Beberapa pertanyaan yang ingin saya tanyakan selama fase ini meliputi:
· Jadi, beritahu saya mengapa Anda memilih institusi dan gelar khusus ini?
· Ceritakan pada saya saat Anda dihadapkan pada tantangan yang menurut Anda tidak dapat Anda atasi. Bagaimana Anda mengatasinya dan apa pelajaran dari tantangan ini?
Fase Mimpi
Ini adalah fase favorit saya dan juga merupakan fase dalam Appreciative Advising. Pengalaman yang saya alami dalam fase ini benar-benar mengubah cara saya berbicara dan menangani populasi siswa saya. Pertanyaan-pertanyaan yang diajukan selama fase ini menunjukkan kepada siswa bahwa penasihat dan pelatih siswa benar-benar mendengarkan mereka dan bahwa kami benar-benar peduli dan mempunyai kepentingan dalam keberhasilan mereka. Beberapa pertanyaan yang saya ajukan selama fase ini antara lain:
· Berpikirlah di luar kebiasaan, jika uang bukan masalah, apa yang akan Anda lakukan?
· Atau saya ingin mengajukan pertanyaan warisan: Anda ingin dikenang karena apa?

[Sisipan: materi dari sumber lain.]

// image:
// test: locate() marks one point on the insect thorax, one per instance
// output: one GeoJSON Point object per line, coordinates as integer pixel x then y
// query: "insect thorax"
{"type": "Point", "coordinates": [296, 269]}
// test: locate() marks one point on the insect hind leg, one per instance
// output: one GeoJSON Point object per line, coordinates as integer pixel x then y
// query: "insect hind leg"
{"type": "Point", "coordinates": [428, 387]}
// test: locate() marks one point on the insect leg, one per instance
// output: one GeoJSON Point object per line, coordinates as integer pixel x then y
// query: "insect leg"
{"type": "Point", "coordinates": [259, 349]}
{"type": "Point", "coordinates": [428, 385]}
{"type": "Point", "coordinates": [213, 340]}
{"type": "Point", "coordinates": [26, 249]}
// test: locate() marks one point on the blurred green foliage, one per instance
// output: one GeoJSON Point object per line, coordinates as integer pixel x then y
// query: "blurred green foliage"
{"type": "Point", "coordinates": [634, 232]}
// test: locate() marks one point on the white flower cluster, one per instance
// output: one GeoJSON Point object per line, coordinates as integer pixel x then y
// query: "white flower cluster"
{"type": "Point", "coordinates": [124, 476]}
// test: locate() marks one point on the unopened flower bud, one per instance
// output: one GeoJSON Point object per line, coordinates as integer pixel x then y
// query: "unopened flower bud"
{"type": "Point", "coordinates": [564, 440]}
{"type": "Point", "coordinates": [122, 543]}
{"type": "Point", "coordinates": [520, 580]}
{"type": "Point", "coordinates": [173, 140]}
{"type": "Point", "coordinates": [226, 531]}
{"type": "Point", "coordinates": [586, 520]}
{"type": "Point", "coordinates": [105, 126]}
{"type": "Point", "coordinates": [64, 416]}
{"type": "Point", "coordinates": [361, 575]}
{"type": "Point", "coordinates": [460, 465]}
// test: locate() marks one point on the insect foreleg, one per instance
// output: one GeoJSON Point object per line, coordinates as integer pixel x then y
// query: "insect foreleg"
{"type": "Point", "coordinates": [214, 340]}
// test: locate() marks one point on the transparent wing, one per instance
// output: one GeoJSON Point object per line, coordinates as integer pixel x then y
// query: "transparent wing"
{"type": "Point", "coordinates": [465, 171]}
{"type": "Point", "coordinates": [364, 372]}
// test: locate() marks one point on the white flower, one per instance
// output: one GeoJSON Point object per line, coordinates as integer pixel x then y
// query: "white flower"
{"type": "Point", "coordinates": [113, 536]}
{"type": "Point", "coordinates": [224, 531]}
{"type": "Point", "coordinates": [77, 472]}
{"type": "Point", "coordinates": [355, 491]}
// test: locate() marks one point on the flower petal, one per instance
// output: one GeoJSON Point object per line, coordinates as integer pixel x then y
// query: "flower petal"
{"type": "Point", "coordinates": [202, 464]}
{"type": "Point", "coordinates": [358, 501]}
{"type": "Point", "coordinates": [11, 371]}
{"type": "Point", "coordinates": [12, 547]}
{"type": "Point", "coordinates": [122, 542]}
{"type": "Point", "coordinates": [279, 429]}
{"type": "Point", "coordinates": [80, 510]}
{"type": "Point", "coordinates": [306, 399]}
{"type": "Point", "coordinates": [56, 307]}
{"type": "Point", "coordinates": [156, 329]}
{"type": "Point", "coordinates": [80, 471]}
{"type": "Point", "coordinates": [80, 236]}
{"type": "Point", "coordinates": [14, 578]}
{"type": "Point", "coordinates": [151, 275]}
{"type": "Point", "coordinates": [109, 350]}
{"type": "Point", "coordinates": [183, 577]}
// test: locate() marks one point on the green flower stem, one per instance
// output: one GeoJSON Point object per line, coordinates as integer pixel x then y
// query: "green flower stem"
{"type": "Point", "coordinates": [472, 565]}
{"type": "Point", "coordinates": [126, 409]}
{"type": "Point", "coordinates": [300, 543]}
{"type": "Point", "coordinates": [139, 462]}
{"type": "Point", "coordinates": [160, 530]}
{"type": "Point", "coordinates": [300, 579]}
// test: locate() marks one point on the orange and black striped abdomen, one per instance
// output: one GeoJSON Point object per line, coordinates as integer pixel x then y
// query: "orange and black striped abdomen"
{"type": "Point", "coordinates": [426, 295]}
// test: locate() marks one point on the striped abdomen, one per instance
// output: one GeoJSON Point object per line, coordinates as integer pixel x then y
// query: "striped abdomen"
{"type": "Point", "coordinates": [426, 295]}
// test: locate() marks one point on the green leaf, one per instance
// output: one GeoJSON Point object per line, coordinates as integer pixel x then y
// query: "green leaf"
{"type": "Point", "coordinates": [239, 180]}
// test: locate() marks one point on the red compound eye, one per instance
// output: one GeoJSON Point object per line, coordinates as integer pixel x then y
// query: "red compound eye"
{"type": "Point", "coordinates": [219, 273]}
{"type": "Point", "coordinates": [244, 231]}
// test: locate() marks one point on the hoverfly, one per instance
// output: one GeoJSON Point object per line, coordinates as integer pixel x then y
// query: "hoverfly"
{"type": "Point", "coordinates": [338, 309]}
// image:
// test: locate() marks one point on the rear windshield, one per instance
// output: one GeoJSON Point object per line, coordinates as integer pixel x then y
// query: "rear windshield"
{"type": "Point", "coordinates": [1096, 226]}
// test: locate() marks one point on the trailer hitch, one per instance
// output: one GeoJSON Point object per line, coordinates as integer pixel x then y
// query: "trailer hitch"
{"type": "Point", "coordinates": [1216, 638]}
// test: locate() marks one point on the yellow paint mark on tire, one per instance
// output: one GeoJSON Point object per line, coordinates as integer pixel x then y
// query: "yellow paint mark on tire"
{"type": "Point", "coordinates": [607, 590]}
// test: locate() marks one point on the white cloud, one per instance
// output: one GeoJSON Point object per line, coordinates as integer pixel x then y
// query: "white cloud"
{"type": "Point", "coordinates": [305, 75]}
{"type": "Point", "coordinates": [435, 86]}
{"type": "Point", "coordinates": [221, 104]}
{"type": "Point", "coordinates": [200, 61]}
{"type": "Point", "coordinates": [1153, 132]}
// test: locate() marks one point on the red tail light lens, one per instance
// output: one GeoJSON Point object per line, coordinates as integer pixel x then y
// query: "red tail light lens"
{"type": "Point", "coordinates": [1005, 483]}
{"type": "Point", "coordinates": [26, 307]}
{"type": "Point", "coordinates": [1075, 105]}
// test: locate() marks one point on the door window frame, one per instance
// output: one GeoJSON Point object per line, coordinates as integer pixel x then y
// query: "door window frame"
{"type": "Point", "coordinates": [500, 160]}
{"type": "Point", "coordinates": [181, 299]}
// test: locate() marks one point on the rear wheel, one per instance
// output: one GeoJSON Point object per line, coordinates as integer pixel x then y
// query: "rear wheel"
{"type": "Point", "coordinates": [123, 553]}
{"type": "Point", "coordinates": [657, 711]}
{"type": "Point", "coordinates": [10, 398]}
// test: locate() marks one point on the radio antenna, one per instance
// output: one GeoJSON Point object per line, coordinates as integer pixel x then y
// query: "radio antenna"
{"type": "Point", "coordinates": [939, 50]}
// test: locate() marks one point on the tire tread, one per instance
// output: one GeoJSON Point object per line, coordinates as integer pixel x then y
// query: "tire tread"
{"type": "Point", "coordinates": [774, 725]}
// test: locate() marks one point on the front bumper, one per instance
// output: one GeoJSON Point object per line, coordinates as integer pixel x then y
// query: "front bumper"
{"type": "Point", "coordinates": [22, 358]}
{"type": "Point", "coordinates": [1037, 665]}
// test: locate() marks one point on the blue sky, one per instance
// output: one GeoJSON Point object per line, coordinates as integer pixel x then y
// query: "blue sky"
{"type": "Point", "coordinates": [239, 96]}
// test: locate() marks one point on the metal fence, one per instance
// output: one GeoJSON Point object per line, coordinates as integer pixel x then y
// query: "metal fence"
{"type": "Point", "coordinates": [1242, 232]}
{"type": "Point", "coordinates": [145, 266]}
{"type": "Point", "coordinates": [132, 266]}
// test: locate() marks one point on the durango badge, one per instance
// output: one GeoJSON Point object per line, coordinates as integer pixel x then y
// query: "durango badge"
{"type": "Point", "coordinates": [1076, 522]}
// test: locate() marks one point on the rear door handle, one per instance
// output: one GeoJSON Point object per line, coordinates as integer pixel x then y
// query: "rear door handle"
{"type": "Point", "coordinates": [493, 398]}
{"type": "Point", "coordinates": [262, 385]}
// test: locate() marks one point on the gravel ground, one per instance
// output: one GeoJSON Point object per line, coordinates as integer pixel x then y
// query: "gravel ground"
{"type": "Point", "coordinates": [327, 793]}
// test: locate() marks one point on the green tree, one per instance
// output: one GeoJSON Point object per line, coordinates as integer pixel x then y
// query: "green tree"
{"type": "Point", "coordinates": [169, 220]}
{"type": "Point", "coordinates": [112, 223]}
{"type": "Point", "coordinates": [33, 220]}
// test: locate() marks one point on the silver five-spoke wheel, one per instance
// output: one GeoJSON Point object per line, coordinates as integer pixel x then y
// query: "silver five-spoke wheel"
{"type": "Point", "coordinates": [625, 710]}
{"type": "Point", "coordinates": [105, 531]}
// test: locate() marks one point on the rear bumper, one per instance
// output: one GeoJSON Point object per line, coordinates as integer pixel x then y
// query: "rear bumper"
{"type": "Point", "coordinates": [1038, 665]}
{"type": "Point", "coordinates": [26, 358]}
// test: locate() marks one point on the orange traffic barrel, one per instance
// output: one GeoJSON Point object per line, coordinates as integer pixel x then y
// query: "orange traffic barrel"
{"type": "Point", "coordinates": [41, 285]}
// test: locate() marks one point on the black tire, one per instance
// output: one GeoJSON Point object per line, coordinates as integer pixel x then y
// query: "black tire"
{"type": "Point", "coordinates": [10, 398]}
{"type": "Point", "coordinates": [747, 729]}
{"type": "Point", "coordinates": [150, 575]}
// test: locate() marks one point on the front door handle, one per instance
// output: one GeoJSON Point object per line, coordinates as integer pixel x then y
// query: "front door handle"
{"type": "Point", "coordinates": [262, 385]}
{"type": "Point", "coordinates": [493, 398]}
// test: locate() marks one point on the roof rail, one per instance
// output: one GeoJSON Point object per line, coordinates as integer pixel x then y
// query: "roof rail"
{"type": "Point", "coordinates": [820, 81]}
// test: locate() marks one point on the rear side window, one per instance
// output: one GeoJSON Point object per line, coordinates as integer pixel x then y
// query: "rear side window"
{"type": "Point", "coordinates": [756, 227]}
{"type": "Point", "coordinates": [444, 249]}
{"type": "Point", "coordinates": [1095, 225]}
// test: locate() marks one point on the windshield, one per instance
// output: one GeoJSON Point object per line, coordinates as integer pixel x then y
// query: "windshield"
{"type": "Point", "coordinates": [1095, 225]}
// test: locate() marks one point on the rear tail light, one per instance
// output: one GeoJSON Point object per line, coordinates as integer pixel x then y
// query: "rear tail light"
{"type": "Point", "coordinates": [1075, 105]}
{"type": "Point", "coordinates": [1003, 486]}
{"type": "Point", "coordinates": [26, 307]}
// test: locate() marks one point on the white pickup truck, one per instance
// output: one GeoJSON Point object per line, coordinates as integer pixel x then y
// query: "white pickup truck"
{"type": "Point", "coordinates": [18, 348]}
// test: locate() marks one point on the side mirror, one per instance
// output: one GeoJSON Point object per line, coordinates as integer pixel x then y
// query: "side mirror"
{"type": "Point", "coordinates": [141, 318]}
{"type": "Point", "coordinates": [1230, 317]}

Saya menemukan bahwa siswa, ketika ditanyai pertanyaan-pertanyaan ini, sangat reseptif dan bersemangat karena mereka mungkin belum pernah ditanyai pertanyaan-pertanyaan seperti ini sebelumnya. Hal ini membantu populasi siswa di lingkungan virtual untuk meraih sesuatu yang nyata dan memberi mereka rencana yang tidak bersifat transaksional, melainkan rencana yang hidup. Ini sangat menarik.
Kesimpulan
Tantangan saya kepada Anda adalah berbicara dengan siswa Anda dan menanyakan impian dan tujuan mereka. Baik secara langsung atau melalui telepon, libatkan siswa Anda. Sama seperti Model Kotter, ciptakan rasa urgensi pada siswa Anda untuk menjelaskan alasan mereka bersekolah, menyelaraskan mereka dengan sumber daya yang tepat, dan membantu mereka mengembangkan visi mereka untuk sukses. Ketiga fase ini dapat dicapai dalam satu janji temu 60 menit. Saya menyarankan jika Anda punya waktu untuk meluangkan waktu, maka buatlah janji temu lainnya, namun yang saya temukan adalah siswa kami cukup sibuk sehingga mereka tidak perlu duduk di kantor atau menelepon sepanjang hari. Bagian terbaiknya adalah Anda akan terkejut dengan apa yang Anda temukan dan Anda akan menenangkan pikiran mereka saat mereka berubah dari bukan akademisi menjadi akademisi. Siswa memerlukan aliansi dan kemitraan jaringan dalam lingkungan virtual dan dengan melakukan upaya ekstra; kami dapat membantu siswa kami dalam manajemen perubahan saat mereka memulai perjalanan mereka di dunia pembelajaran seumur hidup.
Referensi
Bunga. Jennifer L, Hutson. Bryant L, Dia. Ya, (2008). Revolusi Penasihat Apresiatif, Champaign, IL: Stripes Publishing LLC.
Hechanova, Regina, dan Raquel Cementina-Olpoc. 2013. “Kepemimpinan Transformasional, Manajemen Perubahan, dan Komitmen Terhadap Perubahan: Perbandingan Organisasi Akademik dan Bisnis.” Peneliti Pendidikan Asia-Pasifik 22, no. 1: 11-19. Riset Pendidikan Lengkap, EBSCOhost (diakses 10 Juli 2013).
Kotter, JP (2007). Memimpin Perubahan. Tinjauan Bisnis Harvard, 85(1), 96-103.
Lewis, LK, Laster, N., & Kulkarni, V. (2013). Memberi Tahu Mereka Bagaimana Jadinya: Mempratinjau Rasa Sakit akibat Perubahan Berisiko dalam Pengumuman Awal. Jurnal Komunikasi Bisnis, 50(3), 278-308. doi:10.1177/0021943613487072
Sharma, R. (2008). Merayakan Perubahan: Paradigma Baru Perkembangan Organisasi. Jurnal Soft Skill ICFAI,2(3), 23-28.